Quello che sappiamo è che non siamo disponibili a rimanere nella situazione di stallo attuale, né tantomeno ad accettare che le scelte fatte dall’Agenzia e dalle rappresentanze sindacali dei lavoratori, giuste o sbagliate che siano, vengano messe in discussione da istituzioni che non sono nostre interlocutrici nella dialettica sindacale e che, sotto una veste “tecnica”, si arrogano scelte politiche. Mentre i Lavoratori garantiscono la piena operatività dell’Agenzia e non si trovano mai impreparati di fronte ai mutamenti organizzativi e alle richieste degli operatori, quando si tratta di riconoscere la loro professionalità tutti sollevano piccole o grandi difficoltà: Revisori dei Conti, Ragioneria, Dpf, Funzione Pubblica.

 

È QUESTA LA MAGGIORE AUTONOMIA DELL’AGENZIA?

 

Se dovesse prolungarsi tale situazione, noi siamo pronti a tirarci fuori dalle sabbie mobili dichiarando lo stato di agitazione del personale, e rappresentare, nelle forme di mobilitazione che  caratterizzano la nostra azione sindacale, i disagi dei Lavoratori anche all’esterno per far venire allo scoperto eventuali disegni politici che mirano ad indebolire il nostro ruolo.

 

Nel corso della riunione ci sono state fornite alcune informazioni che riportiamo:

 

  • il Dpf ha scritto direttamente alle DPT per recuperare somme a suo parere indebitamente corrisposte ad alcuni Lavoratori ex monopoli transitati nel ruolo Dogane. L’Agenzia, non condividendo l’interpretazione del Dpf, ha chiesto e ottenuto l’impegno ad una rettifica.
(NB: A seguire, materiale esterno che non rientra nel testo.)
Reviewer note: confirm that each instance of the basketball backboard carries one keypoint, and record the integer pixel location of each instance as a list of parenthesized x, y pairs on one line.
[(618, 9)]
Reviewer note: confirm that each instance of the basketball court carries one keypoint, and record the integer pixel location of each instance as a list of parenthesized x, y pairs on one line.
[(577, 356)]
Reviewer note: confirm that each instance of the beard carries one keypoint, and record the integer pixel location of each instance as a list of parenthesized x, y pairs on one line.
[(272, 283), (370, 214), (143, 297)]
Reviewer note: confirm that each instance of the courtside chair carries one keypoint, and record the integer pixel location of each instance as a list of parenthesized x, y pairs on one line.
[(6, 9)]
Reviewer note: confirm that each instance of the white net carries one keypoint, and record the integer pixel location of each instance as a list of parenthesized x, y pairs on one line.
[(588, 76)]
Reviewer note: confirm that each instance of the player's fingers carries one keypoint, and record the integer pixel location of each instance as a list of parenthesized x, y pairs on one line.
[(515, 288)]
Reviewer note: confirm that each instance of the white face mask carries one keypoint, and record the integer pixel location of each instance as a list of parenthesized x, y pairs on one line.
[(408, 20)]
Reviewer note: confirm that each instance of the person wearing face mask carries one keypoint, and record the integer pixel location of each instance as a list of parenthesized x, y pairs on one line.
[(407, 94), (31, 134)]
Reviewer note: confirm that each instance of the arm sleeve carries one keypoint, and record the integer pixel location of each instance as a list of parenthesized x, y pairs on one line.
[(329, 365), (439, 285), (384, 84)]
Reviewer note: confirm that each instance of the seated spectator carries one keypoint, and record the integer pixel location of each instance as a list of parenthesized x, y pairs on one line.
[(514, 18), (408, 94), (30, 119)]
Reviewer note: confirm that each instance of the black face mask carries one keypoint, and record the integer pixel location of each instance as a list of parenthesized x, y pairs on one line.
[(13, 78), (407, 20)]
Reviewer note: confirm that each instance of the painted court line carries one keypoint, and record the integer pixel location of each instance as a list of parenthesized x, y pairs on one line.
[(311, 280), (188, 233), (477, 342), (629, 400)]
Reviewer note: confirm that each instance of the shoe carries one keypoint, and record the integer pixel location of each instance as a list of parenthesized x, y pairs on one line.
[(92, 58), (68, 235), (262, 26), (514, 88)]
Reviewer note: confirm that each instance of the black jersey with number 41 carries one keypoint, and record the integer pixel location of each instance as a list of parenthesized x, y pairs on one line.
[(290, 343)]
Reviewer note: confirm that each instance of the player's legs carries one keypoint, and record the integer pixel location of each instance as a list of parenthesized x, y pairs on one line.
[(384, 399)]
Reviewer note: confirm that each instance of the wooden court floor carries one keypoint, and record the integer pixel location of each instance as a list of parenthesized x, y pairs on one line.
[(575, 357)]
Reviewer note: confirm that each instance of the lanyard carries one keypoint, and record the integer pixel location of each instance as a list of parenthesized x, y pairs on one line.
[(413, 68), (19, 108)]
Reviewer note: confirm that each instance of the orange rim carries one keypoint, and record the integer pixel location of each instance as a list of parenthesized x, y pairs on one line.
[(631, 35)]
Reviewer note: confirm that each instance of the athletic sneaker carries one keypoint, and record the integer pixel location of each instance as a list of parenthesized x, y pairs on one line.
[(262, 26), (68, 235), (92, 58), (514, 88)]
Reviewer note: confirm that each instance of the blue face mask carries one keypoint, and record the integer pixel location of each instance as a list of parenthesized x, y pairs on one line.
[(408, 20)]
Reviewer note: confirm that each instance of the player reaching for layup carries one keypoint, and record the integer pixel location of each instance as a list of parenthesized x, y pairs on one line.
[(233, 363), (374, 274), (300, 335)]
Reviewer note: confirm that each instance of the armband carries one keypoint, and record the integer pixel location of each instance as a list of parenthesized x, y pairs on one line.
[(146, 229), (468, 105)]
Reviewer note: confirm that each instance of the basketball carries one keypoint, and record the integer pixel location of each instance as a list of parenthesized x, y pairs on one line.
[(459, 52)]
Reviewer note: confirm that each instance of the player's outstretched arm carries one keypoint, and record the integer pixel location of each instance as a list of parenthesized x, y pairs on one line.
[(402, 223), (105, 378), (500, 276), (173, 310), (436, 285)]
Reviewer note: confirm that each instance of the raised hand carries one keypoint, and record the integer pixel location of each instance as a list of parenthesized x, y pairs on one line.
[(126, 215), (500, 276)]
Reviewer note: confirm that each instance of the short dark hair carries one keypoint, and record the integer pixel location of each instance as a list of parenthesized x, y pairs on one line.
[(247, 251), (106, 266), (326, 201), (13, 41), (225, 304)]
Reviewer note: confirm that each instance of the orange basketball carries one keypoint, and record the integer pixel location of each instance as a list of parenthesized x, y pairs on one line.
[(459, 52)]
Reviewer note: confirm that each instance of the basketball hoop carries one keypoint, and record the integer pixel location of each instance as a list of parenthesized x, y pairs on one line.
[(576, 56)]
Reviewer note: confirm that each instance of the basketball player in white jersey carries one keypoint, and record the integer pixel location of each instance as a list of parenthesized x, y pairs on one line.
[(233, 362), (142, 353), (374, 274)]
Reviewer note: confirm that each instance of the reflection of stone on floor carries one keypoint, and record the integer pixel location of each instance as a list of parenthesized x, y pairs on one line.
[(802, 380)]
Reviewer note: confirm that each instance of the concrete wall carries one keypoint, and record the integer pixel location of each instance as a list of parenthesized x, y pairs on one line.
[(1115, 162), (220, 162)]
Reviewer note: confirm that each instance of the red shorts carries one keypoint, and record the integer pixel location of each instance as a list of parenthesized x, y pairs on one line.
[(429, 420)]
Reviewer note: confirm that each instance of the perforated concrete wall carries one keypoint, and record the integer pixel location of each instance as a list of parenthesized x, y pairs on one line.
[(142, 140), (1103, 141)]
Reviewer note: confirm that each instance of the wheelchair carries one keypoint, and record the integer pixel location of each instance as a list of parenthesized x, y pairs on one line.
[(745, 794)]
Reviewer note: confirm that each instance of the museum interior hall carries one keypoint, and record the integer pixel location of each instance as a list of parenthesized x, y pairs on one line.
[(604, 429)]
Ci auguriamo quindi che la vicenda si chiuda positivamente in tempi rapidi;
  •  l’Agenzia è in attesa della definizione della trattativa presso il Demanio, che dovrà trasferire le risorse occorrenti ad inquadrare i dipendenti transitati dopo il 13 ottobre 2005, che non hanno beneficiato delle progressioni economiche. La nostra O.S. ha scritto al Demanio per sollecitare l’incontro;<//u>
  • sono state avviate le procedure di stabilizzazione  per tutti i CFL.